Colin talked about staying the night at Meander. I preferred not to do that due to the need to charge the battery before tackling the e.g. back to Longford . We decided to part company here – Colin to find somewhere to stop and me to continue to Deloraine. I was also turning over the idea of getting Sue to pick me up in Deloraine as the air remained cool and another night freezing in a tent was not that appealing.

We said our “goodbyes” and I started towards Deloraine. The wind was now coming in from behind providing for power for a great run to the hills – cruising up in the 20s. My trike is quite low geared and, just for once, I wished it was a bit higher. Anyway, it was a good run to the hills. Fully charged the 36V battery reads 41 volts on the display. During the day, as power is used, this drops and at around the 32V mark everything cuts out. The battery was reading 36V and so it was tempting to up the power level when I entered the hills. Power level 4 was OK but level 5 (of 9) was better. Trike and I sailed up the hills and down to the Lake Highway which leads into Deloraine.

I also decided to call Sue. This done, she would drive to Deloraine to pick me up.

Normally cruising at levels 2 and 3, I was now barrelling along the highway at 4 and 5 still with a good wind behind. That made short work of the run to Deloraine and ended up with the display reading 34V – not much left.

On the entry to town there is a new Cafe. It was open. I waited there for Sue!

So, that’s the story of my day 3. Here is a description of Colin’s evening ride.


Well it was an amazing 2.5 hours on the Magnum Yesterday.

I went up to the Little hall at Meander had a good wash and was on my way back down to the Park when my speed picked up to 35kph.

So as I zoomed past the park at 5pm. I thought I am not going to waste this wind and kept coming,

So it continued, and I continued at over 35kph out along the flats after the hills, my speed continually touched 40-45 kilometers a hour.

I was pretty amazed at this but pleased and lapped it up;  riding into Deloraine at 5:50pm. 

Thinking you had gone on to Longford with Sue, I Looked up the GPS land gradients to find it showed 90 % percent was  down hill toward Launceston.

With such a tailwind I passed Westbury and  was in Hagley just after 7pm.

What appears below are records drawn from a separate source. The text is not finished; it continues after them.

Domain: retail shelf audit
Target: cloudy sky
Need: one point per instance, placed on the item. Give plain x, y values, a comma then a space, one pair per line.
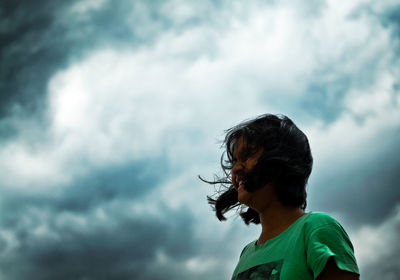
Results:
110, 109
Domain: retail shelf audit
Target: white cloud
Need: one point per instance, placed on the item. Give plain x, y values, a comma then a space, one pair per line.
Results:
376, 248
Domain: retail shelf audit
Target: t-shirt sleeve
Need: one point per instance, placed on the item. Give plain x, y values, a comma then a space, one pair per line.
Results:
327, 241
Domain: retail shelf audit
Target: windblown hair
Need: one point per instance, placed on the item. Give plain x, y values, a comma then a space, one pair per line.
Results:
286, 162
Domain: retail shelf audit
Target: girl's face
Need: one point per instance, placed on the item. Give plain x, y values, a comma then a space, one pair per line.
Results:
244, 159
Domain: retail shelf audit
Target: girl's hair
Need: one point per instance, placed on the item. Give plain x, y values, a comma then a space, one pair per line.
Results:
286, 162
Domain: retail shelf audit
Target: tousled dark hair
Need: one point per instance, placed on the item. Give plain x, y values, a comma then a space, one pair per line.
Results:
286, 162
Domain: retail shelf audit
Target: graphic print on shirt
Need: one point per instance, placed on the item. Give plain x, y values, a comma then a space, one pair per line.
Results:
266, 271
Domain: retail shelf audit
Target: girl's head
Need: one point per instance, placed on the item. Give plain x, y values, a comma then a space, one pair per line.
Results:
267, 149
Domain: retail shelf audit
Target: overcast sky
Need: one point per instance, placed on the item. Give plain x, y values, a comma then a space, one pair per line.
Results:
110, 109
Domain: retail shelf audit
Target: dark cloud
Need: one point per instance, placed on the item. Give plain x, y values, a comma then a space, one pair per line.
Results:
120, 251
365, 193
120, 247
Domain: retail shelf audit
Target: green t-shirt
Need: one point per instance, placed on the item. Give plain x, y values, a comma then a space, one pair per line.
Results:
300, 252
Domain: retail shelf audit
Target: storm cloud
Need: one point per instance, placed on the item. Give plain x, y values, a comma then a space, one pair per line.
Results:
110, 109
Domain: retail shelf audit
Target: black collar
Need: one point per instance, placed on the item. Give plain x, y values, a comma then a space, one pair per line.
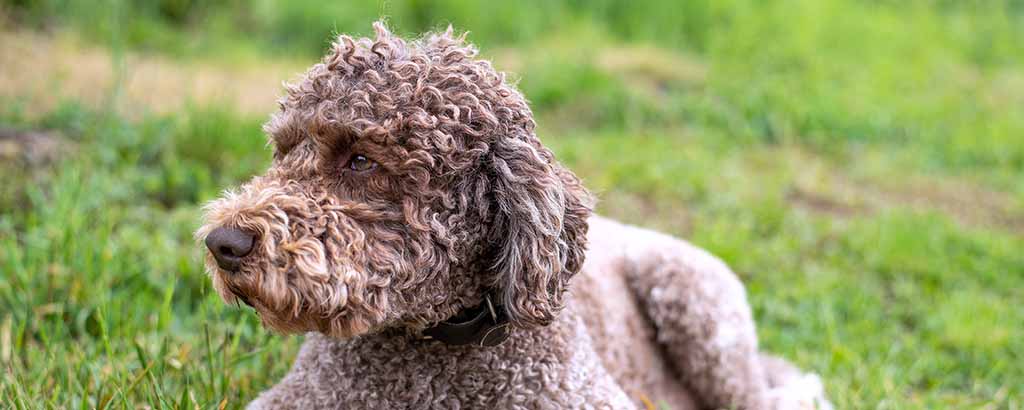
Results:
483, 325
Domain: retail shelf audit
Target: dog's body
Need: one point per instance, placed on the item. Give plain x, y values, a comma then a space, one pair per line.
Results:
409, 187
602, 352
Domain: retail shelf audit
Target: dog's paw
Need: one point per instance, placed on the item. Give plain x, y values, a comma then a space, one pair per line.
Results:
801, 393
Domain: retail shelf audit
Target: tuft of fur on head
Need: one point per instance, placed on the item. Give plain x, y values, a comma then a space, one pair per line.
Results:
464, 200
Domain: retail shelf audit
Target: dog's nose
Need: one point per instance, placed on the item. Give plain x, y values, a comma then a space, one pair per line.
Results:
228, 246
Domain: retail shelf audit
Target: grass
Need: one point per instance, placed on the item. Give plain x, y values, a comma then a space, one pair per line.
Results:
859, 164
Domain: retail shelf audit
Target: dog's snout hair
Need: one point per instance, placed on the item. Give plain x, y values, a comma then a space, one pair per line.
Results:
457, 199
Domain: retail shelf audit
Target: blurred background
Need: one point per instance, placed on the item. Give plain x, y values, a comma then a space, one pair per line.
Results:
860, 164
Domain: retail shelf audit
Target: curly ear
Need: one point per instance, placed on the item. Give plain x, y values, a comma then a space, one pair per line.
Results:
540, 230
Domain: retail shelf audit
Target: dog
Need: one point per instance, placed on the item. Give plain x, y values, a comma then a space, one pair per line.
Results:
438, 255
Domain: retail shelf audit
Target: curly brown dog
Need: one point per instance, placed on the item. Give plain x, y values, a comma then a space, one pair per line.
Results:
439, 256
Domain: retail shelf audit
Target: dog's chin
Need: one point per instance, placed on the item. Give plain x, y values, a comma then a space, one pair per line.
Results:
341, 328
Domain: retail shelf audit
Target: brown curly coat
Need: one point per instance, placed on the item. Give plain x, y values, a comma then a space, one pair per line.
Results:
455, 197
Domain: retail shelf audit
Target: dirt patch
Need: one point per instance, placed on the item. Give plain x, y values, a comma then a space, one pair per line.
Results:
821, 204
32, 149
45, 69
820, 188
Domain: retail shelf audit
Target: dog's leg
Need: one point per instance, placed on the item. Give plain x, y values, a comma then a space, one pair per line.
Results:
701, 317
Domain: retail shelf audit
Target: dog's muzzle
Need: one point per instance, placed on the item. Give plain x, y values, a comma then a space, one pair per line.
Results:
228, 245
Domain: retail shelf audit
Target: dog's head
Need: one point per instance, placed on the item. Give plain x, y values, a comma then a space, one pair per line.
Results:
407, 182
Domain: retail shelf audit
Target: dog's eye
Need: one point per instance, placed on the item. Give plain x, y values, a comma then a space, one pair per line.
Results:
360, 163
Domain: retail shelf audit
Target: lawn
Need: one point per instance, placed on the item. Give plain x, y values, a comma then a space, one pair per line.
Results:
859, 164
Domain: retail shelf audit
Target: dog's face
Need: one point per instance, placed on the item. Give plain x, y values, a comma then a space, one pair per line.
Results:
407, 182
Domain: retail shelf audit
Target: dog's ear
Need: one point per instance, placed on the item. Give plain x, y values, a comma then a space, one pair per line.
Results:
539, 233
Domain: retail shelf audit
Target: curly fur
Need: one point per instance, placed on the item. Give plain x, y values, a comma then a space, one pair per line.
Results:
465, 200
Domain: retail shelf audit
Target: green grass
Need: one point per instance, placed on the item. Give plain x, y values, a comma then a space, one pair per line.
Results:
860, 164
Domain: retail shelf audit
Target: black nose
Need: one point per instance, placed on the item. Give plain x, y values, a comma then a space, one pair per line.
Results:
228, 245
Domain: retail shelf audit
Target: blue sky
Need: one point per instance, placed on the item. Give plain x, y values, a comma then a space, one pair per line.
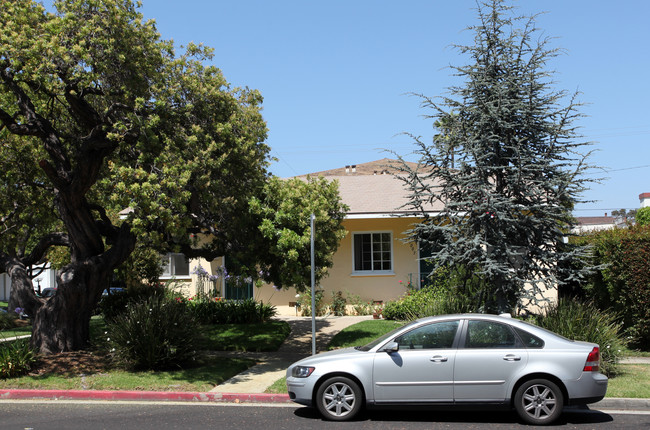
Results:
335, 75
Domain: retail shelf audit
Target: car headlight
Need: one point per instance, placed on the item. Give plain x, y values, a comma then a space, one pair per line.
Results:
302, 371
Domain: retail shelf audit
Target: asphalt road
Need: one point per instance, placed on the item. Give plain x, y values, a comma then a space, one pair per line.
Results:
45, 415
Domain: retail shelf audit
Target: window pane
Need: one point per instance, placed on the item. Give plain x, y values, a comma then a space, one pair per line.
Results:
181, 265
529, 340
164, 263
372, 251
431, 336
362, 254
487, 334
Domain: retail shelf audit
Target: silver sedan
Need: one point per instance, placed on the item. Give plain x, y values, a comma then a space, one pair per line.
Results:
467, 360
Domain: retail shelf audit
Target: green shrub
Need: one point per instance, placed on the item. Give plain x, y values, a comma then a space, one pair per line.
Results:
156, 333
584, 321
304, 303
360, 307
7, 320
16, 358
642, 216
428, 301
339, 303
215, 311
115, 304
623, 282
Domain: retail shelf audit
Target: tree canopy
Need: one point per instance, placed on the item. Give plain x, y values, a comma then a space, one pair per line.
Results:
284, 214
507, 164
99, 116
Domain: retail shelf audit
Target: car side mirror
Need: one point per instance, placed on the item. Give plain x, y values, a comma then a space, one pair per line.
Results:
391, 347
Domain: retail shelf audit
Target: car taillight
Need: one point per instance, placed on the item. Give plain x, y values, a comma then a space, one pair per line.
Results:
593, 361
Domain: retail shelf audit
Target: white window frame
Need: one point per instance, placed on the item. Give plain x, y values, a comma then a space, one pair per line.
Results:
372, 272
171, 274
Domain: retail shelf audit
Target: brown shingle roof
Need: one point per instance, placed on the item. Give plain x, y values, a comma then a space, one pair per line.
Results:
371, 189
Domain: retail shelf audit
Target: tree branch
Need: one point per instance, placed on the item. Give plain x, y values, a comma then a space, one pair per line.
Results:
41, 248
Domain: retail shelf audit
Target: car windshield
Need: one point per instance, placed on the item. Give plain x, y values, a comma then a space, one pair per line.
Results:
379, 340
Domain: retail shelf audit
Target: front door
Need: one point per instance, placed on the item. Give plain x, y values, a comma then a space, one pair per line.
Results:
423, 368
239, 290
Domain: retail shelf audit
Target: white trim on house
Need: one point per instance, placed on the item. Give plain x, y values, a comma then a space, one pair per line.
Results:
373, 272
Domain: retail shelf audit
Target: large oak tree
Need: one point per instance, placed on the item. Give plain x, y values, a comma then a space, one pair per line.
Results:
99, 114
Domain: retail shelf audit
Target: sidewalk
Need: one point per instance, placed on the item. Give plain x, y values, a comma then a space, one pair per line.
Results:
299, 345
249, 386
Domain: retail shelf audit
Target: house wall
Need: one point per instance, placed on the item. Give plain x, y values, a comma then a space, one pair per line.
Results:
369, 288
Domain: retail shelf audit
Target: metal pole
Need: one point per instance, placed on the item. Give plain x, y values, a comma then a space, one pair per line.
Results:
313, 290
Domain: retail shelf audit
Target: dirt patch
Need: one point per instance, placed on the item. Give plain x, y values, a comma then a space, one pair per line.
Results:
71, 363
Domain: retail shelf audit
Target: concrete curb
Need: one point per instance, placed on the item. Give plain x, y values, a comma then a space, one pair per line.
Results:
622, 404
610, 403
23, 394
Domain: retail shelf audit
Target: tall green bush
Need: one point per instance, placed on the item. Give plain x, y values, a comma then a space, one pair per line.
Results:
115, 304
623, 282
155, 333
16, 358
214, 311
586, 322
642, 216
428, 301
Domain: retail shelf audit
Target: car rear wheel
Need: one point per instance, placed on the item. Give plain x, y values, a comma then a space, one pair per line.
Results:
539, 401
339, 399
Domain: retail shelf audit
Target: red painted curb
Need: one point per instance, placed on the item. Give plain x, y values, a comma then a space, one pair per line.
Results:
178, 396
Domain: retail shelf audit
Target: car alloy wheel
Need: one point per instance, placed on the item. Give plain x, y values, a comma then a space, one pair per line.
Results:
539, 401
339, 398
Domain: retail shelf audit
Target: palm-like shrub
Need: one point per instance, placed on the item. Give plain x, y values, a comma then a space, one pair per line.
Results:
155, 333
428, 301
584, 321
16, 358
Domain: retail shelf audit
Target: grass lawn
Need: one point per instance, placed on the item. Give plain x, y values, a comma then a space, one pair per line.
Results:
362, 333
16, 331
244, 337
205, 376
358, 334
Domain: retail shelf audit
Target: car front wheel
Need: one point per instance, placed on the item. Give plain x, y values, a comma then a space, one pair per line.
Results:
539, 401
339, 398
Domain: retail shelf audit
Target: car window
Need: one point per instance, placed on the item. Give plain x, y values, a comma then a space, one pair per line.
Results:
430, 336
489, 334
529, 340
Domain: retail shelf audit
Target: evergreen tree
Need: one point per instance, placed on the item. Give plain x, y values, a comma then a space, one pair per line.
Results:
507, 165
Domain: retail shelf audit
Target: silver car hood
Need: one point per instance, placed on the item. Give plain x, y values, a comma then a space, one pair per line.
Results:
330, 354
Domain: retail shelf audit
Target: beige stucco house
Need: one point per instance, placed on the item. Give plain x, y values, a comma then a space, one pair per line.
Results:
373, 260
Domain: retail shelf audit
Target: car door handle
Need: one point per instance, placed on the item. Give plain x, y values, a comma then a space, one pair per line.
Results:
511, 357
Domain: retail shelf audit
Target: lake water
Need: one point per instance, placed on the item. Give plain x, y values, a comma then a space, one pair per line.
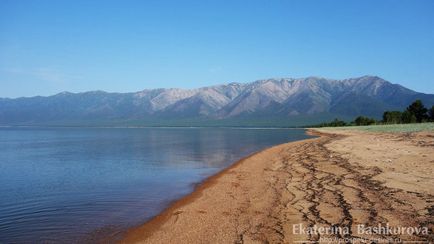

That is 2hrs and 10minutes from Meander. A total of 80 plus klms  for the day. According to the GPS on my phone.


I am glad we split up at Meander and Colin had this experience. It’s interesting that in such conditions the non-powered trike is able to go so much better than the powered one. Of course, the fit trike pilot helped. What a ride.

The brief taste video follows : Click Here

Author: antc1946

Born in 1946 I learnt to cycle about 10 years later. On a bike with rods connecting brake levers to the brakes - anyone remember those? I emigrated to Australia (from the UK) in 1974 and moved to Tasmania in 1984. Bicycles were in my life for most of that time although sometimes they were replaced by motorised two wheels for a bit more excitement. On reaching 70 I decided to stick to pedal power but in 2019 an electric recumbent made an appearance. It is good!

One thought on “Autumn Mini-Tour to Mole Creek”

  1. A great ride from Mole Creek to meander with spectacular scenery. A good job you had the map, & your mobile I might still be out there “somewhere” in The Western Tiers.